To evaluate the cost-effectiveness of integrated, multidisciplinary care as compared with usual care (UC) for patients with moderate to severe chronic hand dermatitis after 52 weeks.


Patients (n = 196) visiting the dermatology department at one of the participating hospitals for hand dermatitis were randomized to integrated care (IC) or UC. IC was provided by a multidisciplinary team, and integrated clinical and occupational care to optimize treatment of hand dermatitis. Effect outcomes were clinical assessment of hand dermatitis with the Hand Eczema Severity Index (HECSI), and disease-specific quality of life, work performance and quality-adjusted life-years with the EQ-5D. Incremental cost-effectiveness ratios (ICERs) were calculated. The ICER indicates the additional investment needed to gain one unit of effect.

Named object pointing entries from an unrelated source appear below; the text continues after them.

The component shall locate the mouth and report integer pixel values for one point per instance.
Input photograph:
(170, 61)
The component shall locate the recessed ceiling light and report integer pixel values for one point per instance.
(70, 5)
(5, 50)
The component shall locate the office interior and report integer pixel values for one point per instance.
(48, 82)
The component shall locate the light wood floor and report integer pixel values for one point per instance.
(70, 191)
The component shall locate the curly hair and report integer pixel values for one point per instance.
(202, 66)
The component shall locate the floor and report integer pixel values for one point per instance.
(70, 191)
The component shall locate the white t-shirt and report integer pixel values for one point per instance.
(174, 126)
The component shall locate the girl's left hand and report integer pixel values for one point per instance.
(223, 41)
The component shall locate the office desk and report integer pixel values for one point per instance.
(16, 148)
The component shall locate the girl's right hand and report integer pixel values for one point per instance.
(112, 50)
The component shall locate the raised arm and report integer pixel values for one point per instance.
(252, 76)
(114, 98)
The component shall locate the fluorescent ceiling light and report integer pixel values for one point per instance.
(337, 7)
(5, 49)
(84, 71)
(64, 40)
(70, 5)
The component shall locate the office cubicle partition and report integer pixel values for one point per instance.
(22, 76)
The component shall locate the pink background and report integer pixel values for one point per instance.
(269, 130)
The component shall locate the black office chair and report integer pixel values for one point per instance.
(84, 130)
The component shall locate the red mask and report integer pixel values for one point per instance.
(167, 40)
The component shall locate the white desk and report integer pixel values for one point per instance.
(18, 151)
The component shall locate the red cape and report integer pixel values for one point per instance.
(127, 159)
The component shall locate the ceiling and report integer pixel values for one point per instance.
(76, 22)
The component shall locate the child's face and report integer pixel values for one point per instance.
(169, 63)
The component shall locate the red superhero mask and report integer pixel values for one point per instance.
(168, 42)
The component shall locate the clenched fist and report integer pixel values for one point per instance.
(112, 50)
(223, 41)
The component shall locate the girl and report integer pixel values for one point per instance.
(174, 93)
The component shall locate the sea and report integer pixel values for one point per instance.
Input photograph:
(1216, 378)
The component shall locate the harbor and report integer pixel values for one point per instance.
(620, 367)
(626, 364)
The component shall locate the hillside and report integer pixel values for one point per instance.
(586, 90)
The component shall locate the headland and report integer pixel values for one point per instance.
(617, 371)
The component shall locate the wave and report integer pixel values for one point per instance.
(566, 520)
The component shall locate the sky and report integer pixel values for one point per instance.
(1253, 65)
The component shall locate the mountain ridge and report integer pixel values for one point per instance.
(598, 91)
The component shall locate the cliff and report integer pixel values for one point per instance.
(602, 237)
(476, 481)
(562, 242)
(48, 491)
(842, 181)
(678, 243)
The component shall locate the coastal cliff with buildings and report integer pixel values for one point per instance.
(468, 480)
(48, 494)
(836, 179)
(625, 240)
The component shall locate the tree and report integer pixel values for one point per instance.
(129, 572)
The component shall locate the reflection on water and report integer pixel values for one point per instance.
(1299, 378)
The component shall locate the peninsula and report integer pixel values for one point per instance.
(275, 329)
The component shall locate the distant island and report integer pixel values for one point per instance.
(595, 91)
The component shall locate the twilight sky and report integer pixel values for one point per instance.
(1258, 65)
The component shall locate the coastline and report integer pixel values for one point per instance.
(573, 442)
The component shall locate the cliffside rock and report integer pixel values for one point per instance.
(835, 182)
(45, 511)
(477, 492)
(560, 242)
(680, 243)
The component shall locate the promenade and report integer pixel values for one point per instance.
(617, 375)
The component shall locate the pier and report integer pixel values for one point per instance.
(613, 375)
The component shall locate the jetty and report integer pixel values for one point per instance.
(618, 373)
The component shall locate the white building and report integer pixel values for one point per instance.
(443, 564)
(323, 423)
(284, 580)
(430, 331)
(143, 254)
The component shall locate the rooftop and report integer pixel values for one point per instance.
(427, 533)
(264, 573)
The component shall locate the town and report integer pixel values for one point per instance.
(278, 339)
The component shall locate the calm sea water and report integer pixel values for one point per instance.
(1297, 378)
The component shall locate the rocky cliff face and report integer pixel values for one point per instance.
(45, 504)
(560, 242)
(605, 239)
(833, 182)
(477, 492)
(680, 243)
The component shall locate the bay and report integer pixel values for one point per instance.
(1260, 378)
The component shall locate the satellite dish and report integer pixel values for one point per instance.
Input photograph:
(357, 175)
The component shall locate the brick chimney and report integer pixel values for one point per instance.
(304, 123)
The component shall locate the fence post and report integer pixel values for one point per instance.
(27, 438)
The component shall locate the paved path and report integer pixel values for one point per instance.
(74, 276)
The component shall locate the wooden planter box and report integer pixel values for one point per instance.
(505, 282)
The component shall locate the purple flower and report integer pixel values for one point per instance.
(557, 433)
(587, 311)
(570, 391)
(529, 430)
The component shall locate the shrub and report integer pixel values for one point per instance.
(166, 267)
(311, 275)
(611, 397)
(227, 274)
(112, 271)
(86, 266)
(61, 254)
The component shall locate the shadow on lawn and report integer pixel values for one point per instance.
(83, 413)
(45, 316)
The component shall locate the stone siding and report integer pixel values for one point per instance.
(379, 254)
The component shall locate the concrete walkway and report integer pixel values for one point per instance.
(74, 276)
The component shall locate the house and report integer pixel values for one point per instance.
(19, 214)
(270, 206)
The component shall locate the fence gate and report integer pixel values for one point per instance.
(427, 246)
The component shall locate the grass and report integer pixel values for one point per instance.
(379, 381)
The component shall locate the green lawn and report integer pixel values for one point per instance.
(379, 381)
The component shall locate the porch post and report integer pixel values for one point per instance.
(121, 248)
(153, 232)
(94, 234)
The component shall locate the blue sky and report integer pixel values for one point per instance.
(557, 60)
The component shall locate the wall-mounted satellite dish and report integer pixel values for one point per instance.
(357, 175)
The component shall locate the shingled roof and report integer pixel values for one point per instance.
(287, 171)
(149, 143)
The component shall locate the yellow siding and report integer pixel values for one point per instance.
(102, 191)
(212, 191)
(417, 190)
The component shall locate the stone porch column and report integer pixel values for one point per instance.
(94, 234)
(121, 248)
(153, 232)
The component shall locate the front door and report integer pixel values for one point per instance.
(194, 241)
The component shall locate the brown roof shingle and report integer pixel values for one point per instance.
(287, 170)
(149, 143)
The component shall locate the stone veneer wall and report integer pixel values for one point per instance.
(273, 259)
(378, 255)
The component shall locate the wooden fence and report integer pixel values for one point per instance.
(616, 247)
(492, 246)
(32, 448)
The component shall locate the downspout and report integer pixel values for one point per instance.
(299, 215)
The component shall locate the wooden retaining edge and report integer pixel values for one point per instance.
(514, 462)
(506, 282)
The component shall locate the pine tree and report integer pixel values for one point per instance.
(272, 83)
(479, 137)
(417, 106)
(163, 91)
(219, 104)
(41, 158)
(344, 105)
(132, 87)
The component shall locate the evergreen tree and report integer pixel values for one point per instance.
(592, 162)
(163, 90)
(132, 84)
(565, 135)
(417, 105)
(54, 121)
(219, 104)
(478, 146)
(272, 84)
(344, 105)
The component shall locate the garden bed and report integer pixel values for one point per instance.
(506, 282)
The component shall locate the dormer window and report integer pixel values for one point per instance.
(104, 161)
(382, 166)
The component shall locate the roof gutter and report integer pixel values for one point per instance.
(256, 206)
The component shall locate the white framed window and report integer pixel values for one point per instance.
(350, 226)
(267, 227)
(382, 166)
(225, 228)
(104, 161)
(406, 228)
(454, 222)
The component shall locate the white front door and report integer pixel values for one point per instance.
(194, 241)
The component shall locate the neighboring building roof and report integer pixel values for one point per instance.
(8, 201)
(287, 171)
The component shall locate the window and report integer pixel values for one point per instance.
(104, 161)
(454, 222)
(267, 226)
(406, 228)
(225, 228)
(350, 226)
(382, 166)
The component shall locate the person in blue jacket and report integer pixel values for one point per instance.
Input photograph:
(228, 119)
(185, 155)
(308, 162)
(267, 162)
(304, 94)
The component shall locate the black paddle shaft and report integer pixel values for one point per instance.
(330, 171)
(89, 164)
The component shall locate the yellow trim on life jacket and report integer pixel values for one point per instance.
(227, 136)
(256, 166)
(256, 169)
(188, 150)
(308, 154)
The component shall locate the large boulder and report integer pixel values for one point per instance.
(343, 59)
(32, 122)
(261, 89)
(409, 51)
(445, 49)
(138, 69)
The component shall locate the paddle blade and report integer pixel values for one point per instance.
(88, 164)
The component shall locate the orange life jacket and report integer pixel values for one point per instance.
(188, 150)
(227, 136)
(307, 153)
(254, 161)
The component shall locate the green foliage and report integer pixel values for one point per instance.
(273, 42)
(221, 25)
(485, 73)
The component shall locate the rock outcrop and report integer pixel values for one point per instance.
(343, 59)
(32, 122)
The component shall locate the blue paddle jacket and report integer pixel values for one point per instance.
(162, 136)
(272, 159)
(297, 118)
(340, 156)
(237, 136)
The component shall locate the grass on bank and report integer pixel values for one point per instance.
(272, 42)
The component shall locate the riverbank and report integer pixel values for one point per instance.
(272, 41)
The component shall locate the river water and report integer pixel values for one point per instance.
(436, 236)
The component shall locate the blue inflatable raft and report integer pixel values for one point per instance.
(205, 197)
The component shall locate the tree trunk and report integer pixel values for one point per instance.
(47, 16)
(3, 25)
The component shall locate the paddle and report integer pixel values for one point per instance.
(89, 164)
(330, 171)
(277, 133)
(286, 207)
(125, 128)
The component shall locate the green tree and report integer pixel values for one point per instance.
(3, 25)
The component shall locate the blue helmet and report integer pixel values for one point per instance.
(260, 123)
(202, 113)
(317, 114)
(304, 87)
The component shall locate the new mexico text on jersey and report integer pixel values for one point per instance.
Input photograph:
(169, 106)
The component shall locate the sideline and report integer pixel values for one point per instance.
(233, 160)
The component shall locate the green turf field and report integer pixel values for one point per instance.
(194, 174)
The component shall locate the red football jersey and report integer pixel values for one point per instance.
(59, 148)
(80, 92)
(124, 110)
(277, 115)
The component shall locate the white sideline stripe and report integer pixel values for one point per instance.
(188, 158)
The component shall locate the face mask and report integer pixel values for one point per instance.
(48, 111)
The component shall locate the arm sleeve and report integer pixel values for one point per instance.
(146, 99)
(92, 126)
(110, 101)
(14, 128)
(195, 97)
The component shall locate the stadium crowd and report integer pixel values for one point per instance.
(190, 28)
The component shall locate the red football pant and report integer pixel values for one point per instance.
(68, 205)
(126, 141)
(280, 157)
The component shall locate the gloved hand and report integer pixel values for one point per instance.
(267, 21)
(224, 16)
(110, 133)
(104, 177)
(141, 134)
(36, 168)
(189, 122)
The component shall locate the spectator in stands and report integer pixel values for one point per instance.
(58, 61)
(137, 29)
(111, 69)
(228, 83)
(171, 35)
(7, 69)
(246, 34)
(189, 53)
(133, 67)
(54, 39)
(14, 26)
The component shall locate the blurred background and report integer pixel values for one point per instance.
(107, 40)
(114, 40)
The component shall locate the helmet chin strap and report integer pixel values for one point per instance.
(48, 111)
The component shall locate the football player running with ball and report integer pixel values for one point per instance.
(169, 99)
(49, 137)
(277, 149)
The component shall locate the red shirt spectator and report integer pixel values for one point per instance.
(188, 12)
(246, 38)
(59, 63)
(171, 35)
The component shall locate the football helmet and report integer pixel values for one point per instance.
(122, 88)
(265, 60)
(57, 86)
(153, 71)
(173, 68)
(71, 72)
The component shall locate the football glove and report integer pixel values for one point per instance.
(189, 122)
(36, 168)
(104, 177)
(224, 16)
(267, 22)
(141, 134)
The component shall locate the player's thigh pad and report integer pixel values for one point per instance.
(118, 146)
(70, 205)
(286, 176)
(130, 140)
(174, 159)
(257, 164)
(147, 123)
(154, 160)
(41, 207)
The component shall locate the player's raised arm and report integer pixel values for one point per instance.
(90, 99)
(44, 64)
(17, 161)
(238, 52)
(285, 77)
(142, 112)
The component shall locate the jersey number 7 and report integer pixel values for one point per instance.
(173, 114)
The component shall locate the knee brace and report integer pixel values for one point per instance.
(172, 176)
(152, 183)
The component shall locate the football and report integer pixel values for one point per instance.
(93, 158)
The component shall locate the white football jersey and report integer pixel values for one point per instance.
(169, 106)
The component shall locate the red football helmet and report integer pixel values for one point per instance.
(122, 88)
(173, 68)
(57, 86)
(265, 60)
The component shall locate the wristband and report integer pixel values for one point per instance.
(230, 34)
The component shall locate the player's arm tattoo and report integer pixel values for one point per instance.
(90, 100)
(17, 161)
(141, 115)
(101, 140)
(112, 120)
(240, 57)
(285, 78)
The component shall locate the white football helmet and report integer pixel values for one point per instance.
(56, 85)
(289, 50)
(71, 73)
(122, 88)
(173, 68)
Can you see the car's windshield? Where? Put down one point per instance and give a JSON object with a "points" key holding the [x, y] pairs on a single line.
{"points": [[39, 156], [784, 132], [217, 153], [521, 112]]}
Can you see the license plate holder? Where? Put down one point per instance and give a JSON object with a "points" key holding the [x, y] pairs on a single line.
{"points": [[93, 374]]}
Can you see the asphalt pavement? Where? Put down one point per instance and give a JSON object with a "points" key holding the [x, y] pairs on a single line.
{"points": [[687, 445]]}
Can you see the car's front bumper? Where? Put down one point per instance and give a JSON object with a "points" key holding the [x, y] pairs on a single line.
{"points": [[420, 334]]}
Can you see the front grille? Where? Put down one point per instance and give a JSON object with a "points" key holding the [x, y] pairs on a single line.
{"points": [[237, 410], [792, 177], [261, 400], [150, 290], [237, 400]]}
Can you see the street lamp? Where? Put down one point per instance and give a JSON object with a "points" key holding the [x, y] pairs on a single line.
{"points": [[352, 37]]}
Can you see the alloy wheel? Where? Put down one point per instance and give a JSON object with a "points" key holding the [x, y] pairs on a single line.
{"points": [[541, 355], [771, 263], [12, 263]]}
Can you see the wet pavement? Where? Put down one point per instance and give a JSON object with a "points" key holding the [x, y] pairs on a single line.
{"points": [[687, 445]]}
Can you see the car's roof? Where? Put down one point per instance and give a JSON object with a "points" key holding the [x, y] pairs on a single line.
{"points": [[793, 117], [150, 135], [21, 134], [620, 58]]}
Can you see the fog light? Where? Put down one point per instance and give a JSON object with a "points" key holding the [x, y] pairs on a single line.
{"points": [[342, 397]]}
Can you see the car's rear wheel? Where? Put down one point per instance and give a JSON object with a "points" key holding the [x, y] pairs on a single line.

The HECSI difference between both groups after 52 weeks was 8.7 (standard error 5.3, 95% confidence interval −1.8–18.9). No differences were found on secondary outcome measures. Mean total costs with IC (€3613; SD 798) were significantly higher than with UC (€1576, SD 430). The ICER for improvement in HECSI score was − 247. IC was not considered to be cost-effective as compared with UC. The probability that IC was cost-effective was 90% at a ceiling ratio of €1500 per additional point improvement in HECSI score.


Integrated care was neither cost-effective, nor effective after 12 months follow-up, in contrast to our findings after 6 months. Decision makers should decide whether the clinical benefits of integrated care on the short term outweigh the higher costs compared to usual care.